Papua New Guinea: Offshore detention center used by Australia to close

(CNN)Papua New Guinea plans to shut down an offshore migrants’ detention center used by Australia after a top court ruled it as unconstitutional.

A ruling by Papua New Guinea’s Supreme Court on Tuesday declared the Manus regional processing center as illegal.
    In response to the ruling, the nation’s Prime Minister Peter O’Neill announced that he will ask Australia to seek other options for detainees at the offshore center in the Pacific island nation.
    “Respecting this ruling, Papua New Guinea will immediately ask the Australian government to make alternative arrangements for the asylum seekers currently held at the regional processing center,” Prime Minister Peter O’Neill said in a statement.
    “We did not anticipate the asylum seekers to be kept as long as they have at the Manus center.”
    Around 900 men are in the detention center on the Papua New Guinea island, according to Australian immigration authorities.
    O’Neill said Papua New Guinea would welcome “legitimate” refugees to settle in the Pacific island nation.
    While acknowledging the economy would suffer as a result of the closure, he pledged to work with Australia to ensure business owners would be taken care of. Negotiations with Australia will determine the time frame of the closure.

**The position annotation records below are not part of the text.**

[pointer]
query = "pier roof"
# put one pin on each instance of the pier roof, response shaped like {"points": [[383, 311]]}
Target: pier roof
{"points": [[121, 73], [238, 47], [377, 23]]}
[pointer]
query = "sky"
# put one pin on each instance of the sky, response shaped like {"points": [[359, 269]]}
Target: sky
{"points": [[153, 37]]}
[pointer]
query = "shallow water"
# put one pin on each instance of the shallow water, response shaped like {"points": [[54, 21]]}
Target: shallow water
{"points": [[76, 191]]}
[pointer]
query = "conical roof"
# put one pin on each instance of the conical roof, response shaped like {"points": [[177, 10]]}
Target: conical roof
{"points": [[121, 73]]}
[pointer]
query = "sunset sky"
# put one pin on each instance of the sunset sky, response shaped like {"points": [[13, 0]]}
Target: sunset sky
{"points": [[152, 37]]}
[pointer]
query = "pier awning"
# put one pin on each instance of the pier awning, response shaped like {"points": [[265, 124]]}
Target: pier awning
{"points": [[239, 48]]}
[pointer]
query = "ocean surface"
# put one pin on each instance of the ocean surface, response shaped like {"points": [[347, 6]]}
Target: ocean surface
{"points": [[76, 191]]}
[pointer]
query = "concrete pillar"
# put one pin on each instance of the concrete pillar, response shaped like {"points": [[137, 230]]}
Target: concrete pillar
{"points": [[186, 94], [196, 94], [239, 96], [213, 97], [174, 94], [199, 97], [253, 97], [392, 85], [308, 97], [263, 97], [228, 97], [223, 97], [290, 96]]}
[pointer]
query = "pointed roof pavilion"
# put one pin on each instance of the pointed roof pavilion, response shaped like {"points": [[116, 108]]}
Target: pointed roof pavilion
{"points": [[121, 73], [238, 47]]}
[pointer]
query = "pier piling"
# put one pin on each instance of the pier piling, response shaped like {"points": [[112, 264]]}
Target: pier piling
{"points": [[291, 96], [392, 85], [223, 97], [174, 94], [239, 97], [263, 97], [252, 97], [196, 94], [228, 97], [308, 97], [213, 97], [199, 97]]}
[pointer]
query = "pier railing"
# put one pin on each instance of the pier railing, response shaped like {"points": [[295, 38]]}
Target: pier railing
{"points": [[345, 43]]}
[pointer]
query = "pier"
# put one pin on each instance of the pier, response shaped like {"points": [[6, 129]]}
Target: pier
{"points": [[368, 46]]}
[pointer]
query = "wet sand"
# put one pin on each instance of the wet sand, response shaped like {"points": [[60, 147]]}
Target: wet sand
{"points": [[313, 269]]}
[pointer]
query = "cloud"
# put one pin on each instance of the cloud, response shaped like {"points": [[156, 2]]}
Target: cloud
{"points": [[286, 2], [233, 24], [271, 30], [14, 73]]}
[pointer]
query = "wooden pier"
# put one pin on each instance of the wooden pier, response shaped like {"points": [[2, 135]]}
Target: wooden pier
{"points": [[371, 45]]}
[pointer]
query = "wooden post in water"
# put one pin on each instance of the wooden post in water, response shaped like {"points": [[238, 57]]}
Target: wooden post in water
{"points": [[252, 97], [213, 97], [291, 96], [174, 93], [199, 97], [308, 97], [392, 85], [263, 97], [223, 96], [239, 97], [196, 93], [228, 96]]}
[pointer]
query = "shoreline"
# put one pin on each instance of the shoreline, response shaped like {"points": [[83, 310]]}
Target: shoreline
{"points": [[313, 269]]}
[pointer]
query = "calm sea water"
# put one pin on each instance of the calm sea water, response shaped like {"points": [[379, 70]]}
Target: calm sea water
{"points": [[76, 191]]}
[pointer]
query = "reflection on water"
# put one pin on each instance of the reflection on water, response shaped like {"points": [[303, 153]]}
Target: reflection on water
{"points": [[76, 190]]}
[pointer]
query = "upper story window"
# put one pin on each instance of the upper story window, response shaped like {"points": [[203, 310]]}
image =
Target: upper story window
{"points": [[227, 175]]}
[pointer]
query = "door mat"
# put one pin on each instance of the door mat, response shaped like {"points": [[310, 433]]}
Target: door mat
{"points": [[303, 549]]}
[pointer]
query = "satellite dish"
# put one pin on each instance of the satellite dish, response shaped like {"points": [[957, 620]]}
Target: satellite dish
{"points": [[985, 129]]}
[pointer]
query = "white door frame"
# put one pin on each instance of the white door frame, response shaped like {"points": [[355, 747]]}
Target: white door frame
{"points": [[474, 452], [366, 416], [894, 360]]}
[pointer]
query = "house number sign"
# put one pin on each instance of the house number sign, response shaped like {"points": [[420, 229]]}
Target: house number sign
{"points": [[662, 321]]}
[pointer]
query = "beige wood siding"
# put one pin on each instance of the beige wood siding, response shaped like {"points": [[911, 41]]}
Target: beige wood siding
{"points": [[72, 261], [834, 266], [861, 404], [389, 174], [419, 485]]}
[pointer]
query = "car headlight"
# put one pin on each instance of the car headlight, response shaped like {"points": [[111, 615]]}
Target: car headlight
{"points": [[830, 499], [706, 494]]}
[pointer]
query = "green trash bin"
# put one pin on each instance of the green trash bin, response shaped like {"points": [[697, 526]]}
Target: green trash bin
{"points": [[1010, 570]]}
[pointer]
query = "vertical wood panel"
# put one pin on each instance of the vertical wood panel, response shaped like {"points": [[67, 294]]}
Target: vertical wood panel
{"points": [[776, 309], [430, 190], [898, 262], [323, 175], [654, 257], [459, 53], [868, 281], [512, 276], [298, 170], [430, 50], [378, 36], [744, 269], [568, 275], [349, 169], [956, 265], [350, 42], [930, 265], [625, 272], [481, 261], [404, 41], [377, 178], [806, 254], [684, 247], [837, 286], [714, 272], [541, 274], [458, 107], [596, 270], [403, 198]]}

    He also said he was proud of the part Papua New Guinea played in stopping deaths caused by the people-smuggling trade.
    On Twitter, Greens Sen. Sarah Hanson-Young said: “It is well time to close these awful detention camps on Manus (and) Nauru and start treating people like human beings. Anything less is senseless.”
    Daniel Webb, director of legal advocacy at the Human Rights Law Center, said that the conditions on Manus were “incredibly harmful.”
    “We’ve known it’s cruel, we’ve known it’s inhumane, today’s judgment confirms it’s illegal.”
    He added that Tuesday’s ruling should be a “wake up call” to the Australian government.
    “Legally there may be a few ways to respond,” said Aurora Adams, a human rights campaigner at Get Up.
    “Morally there is only one option, the camps must be closed.”
    She described Dutton’s statement as “highly disappointing,” adding that there was a clear popular mandate within Australia for the government to change its policy.